The Pentacost Novena
Laura DeMaria
Our friends over at Pray More Novenas are gearing up for the next nine days of prayer, this time in the form of the Pentacost Novena, starting tomorrow, Friday May 6. You can sign up here to join the thousands of faithful bringing their hearts and intentions before the Holy Spirit.
I am especially interested in this one, because the Holy Spirit has played an important part in my life, and particularly my faith formation and return to the Church. At that moment in Confirmation, when the Holy Spirit descended, I was changed. Truthfully, I had signed up for RCIA as a sort of "Let's go ahead and make all this official, shall we?" gesture, not knowing the affect it would have on me. I went from living a more or less completely secular lifestyle, to becoming weekly involved in a variety of ministries (others' or those I've started myself), evangelizing, listening to the Mass readings every morning, going to Confession regularly and daily Mass at least once a week, deepening my knowledge of the Church and scripture, thirsting deeply for the knowledge of Christ, and finding true love and joy in all of this. The Holy Spirit descended, and I'd like to think, never left (and, I pray to God, He never will).

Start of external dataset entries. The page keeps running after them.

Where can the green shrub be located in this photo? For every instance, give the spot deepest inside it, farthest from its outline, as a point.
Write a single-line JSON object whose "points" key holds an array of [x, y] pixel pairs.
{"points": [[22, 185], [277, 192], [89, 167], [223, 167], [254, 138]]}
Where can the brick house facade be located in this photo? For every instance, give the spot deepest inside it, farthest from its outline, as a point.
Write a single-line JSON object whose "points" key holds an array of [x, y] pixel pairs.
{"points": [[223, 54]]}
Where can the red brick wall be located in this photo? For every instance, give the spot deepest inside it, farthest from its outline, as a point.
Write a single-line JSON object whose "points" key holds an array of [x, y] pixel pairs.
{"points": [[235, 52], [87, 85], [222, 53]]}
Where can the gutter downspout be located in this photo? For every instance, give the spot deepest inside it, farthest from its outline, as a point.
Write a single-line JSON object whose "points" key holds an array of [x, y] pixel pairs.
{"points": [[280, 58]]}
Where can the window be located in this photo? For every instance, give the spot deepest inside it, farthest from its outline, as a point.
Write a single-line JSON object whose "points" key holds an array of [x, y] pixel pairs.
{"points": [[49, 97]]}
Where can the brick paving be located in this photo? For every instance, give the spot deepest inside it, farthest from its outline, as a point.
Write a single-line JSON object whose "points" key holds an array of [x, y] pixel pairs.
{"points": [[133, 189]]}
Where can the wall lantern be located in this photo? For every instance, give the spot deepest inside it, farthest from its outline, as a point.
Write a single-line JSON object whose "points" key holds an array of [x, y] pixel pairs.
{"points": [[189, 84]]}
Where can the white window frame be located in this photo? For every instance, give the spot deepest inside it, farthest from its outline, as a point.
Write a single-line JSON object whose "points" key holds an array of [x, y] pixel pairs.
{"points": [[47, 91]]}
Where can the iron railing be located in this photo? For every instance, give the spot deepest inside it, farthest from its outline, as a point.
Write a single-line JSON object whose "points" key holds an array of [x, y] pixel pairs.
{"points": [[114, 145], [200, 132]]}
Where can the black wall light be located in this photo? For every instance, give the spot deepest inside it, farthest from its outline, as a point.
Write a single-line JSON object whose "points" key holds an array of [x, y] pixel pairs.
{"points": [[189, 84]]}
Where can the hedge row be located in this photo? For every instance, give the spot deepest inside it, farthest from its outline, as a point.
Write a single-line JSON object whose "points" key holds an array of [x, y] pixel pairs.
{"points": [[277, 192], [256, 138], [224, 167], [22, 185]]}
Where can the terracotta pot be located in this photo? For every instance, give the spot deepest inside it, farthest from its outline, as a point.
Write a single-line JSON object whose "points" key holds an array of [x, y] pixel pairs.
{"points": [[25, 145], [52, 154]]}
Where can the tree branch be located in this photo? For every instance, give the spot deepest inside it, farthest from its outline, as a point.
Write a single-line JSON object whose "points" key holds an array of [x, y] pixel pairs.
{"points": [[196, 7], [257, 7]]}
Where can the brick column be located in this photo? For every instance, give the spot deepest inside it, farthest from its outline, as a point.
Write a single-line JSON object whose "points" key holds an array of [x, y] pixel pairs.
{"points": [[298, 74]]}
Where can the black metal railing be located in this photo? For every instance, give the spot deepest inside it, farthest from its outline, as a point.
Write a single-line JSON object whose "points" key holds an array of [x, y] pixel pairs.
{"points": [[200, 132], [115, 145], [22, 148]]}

How has the Holy Spirit moved in your life? One of my favorite ways to see the Holy Spirit in action is how we often find the right people in our lives at exactly the right moment, due to no genius of our own. Or perhaps the apartment you needed became available to rent at the right moment; the compassionate words you needed to share with a suffering friend somehow found their way out of your mouth; you took a different way home for no particular reason and avoided an accident. It goes on and on. This is the Holy Spirit. And how nice to think it is the same Spirit that worked through St. Paul and the original apostles as they preached and converted, building the early Church and bringing Christ to the world for the first time. The Holy Spirit has become no weaker or diluted over the ages, which means that if you pray to Him, he will assist you in the same way He did the early Christians, if you allow Him. Take heart in that!
I think in praying this novena I will ask the Holy Spirit to put me in the right time and place, and to be able to say the right things, to better serve God and others. In a way, that is a prayer to be more accepting of God's will, isn't it? To be accepting, to be open, to take what God gives you with love.